O filme em si dá uma visão muito curiosa dos bastidores de uma filmagem, que ocorreram nos estúdios de Pinewood (como eu já gravei lá, e conhecia bem seus recantos, deu para confirmar como o filme soube utilizar seu pequeno jardim, suas dependências). É um trabalho bem competente deste Simon Curtis, um veterano produtor e diretor de séries de TV na Inglaterra, entre elas a famosa Cranford. Mas seu primeiro trabalho diretamente para o cinema.

Ele soube escolher o elenco de nomes de peso (tem até Emily/Hermione, de Harry Potter) e se tornar o melhor filme de ficção já realizado sobre Marilyn.

Para entender melhor Sete Dias com Marilyn

Em meados dos anos 50, Marilyn Monroe queria a provar a todo custo que era uma boa atriz, cursando o Actor´s Studio sob influência de sua coach Paula Strasberg (1911-66), , que era a mulher de Lee Strasberg (1901-82) e mãe da atriz Susan Strasberg (1938-99) , todos ligados e dirigentes do Studio. Também isso deve ter influenciado na escolha de seu novo marido que era o célebre dramaturgo Arthur Miller (1915-2005), judeu, autor de clássicos do teatro como A Morte do Caixeiro Viajante, Panorama Visto da Ponte e de dois textos que faria sobre Marilyn, Os Desajustados (que seria o último filme dela) e After the Fall (peça autobiográfica nunca filmada). Quem o interpreta no filme é o escôcês Dougray Scott de Missão Impossível 2.

No seu testamento final, Marilyn deixou para Strasberg controlo de 75% de tudo que tinha, inclusive controle de sua imagem (como gratidão pela gentileza com que foi tratada. Hoje a viúva dele, Anna Strasberg, que sucedeu Paula Strasberg, ficou rica com milhões de dólares que ganha licenciando a imagem da estrela).

Para demonstrar seu talento, Marilyn fundou com seu amigo de confiança Milton H. Greene 1922-85 (vivido no filme por Dominic Cooper, o rapaz de Mama Mia) uma produtora especialmente para fazer este filme que se chamou no Brasil O Príncipe Encantado (The Prince and the Show Girl, 57 ) para a Warner (um dos raros filmes que não é da Fox, o estúdio de Marilyn). Importante: Greene é justamente o fotógrafo que mais fotos tirou dela, que a conhecida desde o começo da carreira e a produtora deles durou somente este filme.
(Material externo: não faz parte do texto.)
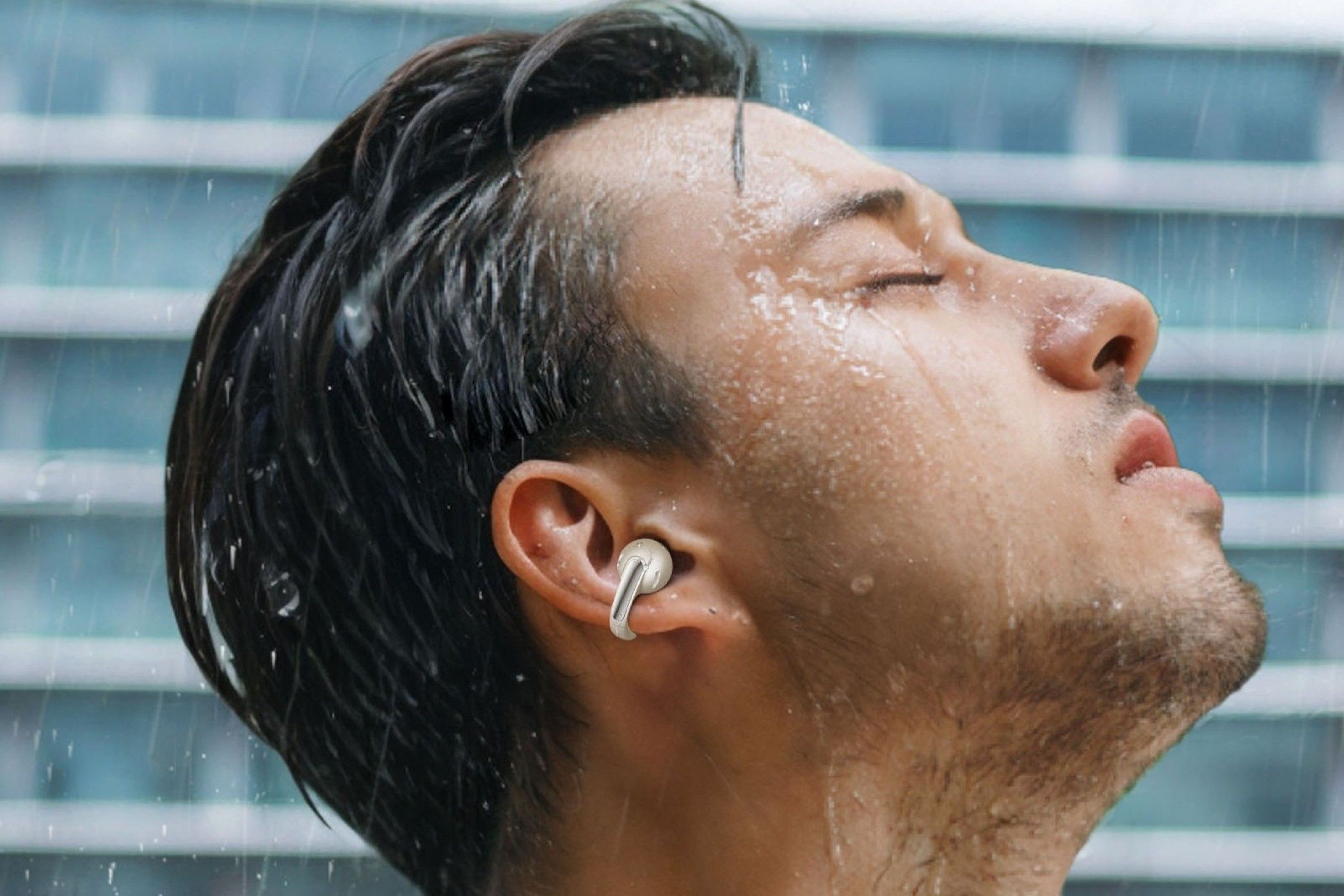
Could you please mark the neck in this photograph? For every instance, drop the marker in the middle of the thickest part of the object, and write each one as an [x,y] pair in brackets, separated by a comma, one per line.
[993,803]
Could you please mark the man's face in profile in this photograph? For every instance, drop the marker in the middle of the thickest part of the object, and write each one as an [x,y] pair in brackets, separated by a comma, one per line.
[934,442]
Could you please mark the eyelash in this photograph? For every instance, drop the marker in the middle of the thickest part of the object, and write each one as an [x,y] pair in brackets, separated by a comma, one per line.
[901,280]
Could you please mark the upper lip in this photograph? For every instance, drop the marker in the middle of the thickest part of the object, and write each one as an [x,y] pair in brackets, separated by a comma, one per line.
[1144,441]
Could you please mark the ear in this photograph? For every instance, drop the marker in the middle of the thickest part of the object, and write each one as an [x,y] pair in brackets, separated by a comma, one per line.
[559,527]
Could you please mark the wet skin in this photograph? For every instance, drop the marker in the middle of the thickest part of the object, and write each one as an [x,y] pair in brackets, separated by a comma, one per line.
[925,632]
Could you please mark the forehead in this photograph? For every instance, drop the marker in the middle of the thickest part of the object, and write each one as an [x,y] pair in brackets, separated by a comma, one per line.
[667,166]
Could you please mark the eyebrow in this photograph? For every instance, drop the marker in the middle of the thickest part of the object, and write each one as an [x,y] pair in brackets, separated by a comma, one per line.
[883,205]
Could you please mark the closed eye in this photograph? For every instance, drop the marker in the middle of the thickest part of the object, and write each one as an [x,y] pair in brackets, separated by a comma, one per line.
[908,278]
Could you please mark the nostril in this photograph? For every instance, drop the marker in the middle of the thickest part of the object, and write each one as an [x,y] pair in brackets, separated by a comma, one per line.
[1116,351]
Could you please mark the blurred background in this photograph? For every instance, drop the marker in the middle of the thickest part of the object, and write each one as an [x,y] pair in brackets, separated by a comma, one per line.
[1199,157]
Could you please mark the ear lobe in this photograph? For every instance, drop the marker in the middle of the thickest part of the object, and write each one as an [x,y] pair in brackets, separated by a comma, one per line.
[553,527]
A viúva de Greene depois se casaria com o famoso fotografo Richard Avedon.

Para Marilyn, era uma grande ousadia co-produzir um filme junto com o mais famoso ator de teatro britânico de sua época Lord Laurence Olivier (1907-89), que era também famoso diretor de cinema por suas adaptações de Shakespeare (Hamlet, Henrique IV, Ricardo III). Aqui eles aproveitaram uma comédia que Olivier tinha feito no palco inglês com sua então mulher Vivien Leigh (1913-67, a lendária Scarlett O´Hara de E o Vento Levou. Naquele momento o casamento já era só de aparência e ela mantinha romances paralelos e tinha graves problemas de saúde. O divórcio, porém, só viria em 1961, quando ele se uniu abertamente a outra atriz, Joan Plowright. De qualquer forma, Vivien era ainda sedutora e mais bonita do que aparece no filme Sete Dias com Marilyn onde é vivida pela sem graça Julia Ormond, aquela que tentaram lançar como Sabrina, de Sidney Pollack.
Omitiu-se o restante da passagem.